If you owned a mobile phone back in the last 90s or early 00s, then chance are you had a Nokia 3210, 5110, 6110, 6310, or similar. Nokia were the dominant force in the market in those days.
Not so now. Its market share was recently estimated at 23%.
Why?
IMHO, Nokia believed that they had reached the point where they could dictate to the market. Consumers would follow wherever they lead. The first chink I saw in their armour was the introduction of the Communicator series with the GEOS and then Symbian OS. To me, this would the first sign that consumers would not automatically follow.
Then Apple came out with iPhone and turned the market on its head. Google released Android and there were two horses in the race. Symbian just could not compete.
So what did Nokia do? They dropped Symbian (good decision) and got into bed with Microsoft (not so good). So now we have a partnership between a company that makes phones that nobody wants and a company that has a mobile OS that nobody wants!!

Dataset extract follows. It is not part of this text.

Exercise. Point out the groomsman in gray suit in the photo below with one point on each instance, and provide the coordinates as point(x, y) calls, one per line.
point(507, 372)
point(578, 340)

Nothing good can come of this. But don’t take my word for this. Let’s take a look at the Nokia share price to see what the “wisdom of crowds” tells us.
In February the share price hit $11.75 just before a sharp decline as the Nokia/Microsoft alliance was announced. In August the price hit a low of $4.82. It has recovered a little and now stands at $7.18.
A few days ago Nokia released its first Smartphones using the Windows OS. I guess we will have to wait a little while to see response of the consumers and investors. But I am not optimistic.